"Hocalı" hiç unutulur mu?
Hocalı’da 20 yıl önce, Ermenilerin yaptığı katliam-soykırım şiddetle kınanırken, ne yazık ki, sözde hür dünyadan hiçbir ses çıkmıyor.
Ermeniler tarafından ortaya atılan yalanı benimseyerek, Türklerin 100 yıl kadar önce, katliam yaptıklarına inanan hür dünya, “çifte standart” larından birini daha “utanç duymadan” sergiliyor.
Gerçekten de 100 senelik yalana sarılan Batı, 20 yıl önce yapılan ve bütün vahşeti ispatlanan Ermeni katliamını-soykırımını görmezlikten geliniyor.
Özellikle, son bir haftadır 4Hocalı Katliamı’ medya tarafından dile getirilmeye çalışılıyor.
Ne var ki, medyanın tümü, bu görevi yerine getirmiyor.
Gerek, Anadolu’nun çeşitli yörelerinde gerek yurt dışında ve gerek Taksim’deki protesto gösterisini gereği gibi değerlendirmemek, en hafif değimi ile hiç yakışmıyor.
Sözü gelmişken, gazeteniz Yeniçağ’ın Hocalı Katliamı-Soykırımı ile ilgili günlerce süren yayını ve yazarlarının görüşü yüreklere su serpiyor.
Nereden bakılırsa bakılsın, Hocalı Katliamı, Ermenilerin asla inkâr edemeyeceği tarihi bir belge niteliğini taşıyor. Ancak, bu niteliğinin uluslararası arenada kullanılmadığı ortaya çıkıyor.
Her ne kadar, resmi makamlardan birkaç kelimelik demeçler alınıyorsa da, “etkinlik” cılız kalıyor.
Nitekim, TBMM’den Hocalı Katliamı ile ilgili yayımlanan bildirinin bile, gereğince değerlendirilmediği görülüyor.

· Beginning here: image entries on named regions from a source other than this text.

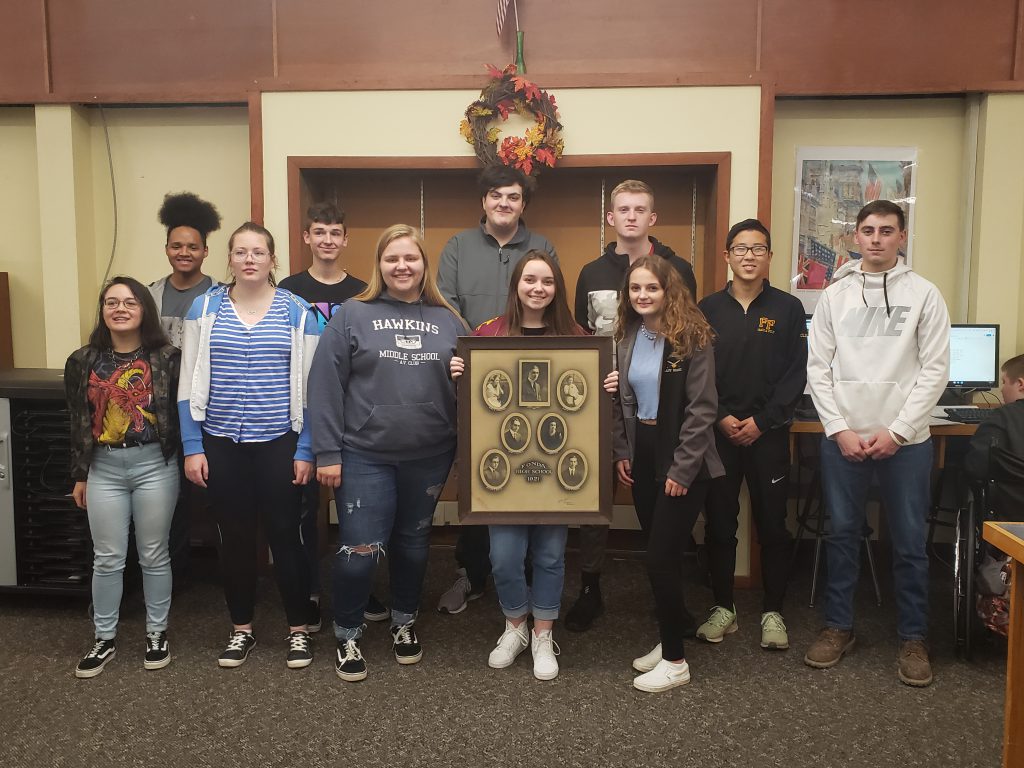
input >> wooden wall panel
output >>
[278,0,757,87]
[0,0,48,103]
[48,0,273,101]
[0,0,1024,103]
[761,0,1018,94]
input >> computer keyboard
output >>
[942,408,990,424]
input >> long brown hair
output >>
[615,256,715,359]
[355,224,461,318]
[505,249,583,336]
[89,274,167,351]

Zaten, bildiride “Soykırım” kelimesinin yer almadığı da dikkatleri çekiyor.
Gönül, TBMM Hocalı için özel bir oturum yapmasını istiyor ve geniş halk tabakaları bunu bekliyor.

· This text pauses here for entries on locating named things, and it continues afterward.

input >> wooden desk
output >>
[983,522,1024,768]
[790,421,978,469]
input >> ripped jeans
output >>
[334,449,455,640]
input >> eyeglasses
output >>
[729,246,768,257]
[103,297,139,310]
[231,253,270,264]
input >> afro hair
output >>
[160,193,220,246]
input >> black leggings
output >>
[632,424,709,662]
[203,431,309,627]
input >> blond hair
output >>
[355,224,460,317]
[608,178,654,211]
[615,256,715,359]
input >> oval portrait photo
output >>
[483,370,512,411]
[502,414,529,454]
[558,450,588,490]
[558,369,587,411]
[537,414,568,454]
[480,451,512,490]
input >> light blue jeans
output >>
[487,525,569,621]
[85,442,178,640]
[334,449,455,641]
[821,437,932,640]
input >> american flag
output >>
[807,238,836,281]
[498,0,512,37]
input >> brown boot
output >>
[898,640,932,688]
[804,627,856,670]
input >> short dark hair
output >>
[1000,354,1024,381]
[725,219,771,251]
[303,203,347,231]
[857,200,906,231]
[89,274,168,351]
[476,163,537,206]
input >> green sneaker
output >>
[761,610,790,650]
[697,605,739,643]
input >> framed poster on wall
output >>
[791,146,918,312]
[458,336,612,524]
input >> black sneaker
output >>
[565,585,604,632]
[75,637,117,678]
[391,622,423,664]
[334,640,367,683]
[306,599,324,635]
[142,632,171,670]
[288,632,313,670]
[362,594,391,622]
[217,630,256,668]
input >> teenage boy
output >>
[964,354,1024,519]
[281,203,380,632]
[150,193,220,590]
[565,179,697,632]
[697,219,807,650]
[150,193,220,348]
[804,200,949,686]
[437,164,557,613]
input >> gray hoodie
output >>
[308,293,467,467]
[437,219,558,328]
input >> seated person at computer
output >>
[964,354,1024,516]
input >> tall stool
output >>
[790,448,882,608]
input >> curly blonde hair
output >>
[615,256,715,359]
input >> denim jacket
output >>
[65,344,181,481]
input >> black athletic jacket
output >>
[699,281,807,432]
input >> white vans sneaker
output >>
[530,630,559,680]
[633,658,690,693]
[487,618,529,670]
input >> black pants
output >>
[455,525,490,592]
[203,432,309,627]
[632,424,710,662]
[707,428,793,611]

Türkiye Büyük Millet Meclisi Dışişleri Komisyonu Başkanı Volkan Bozkır, komisyonun Hocalı katliamının yıldönümü nedeniyle bildiri yayımlanmasına oy birliğiyle karar verdiğini açıklıyor.
Bildirinin tam metnini de yayınlamak bize düşüyor:
“Hocalı, insanlık tarihine Ermenistan tarafından yazılmış kara bir sayfadır. Azerbaycan’ın Karabağ Bölgesinin Hocalı Kasabasında 25-26 Şubat 1992 tarihinde Ermeniler tarafından planlı olarak yapılan katliamlarda 106’sı kadın, 63’ü çocuk, 70’ten fazlası ise yaşlı olmak üzere toplam 613 Azerbaycan Türkü işkence yapılarak katledilmiş, 487 kişi ağır yaralanmış, 1275 kişi Ermeniler tarafından rehin alınmış ve 150 kişi ise
kaybolmuştur.
Hocalı’da yaşananlar insanlık tarihi için büyük bir ayıp, uluslararası hukuka göre, insanlığa karşı suç kapsamındadır. Azerbaycan Türklerine karşı yapılan bu katliamın acılarını kardeş Türk milleti olarak yüreğimizde hissediyor ve bu katliamı kınıyoruz.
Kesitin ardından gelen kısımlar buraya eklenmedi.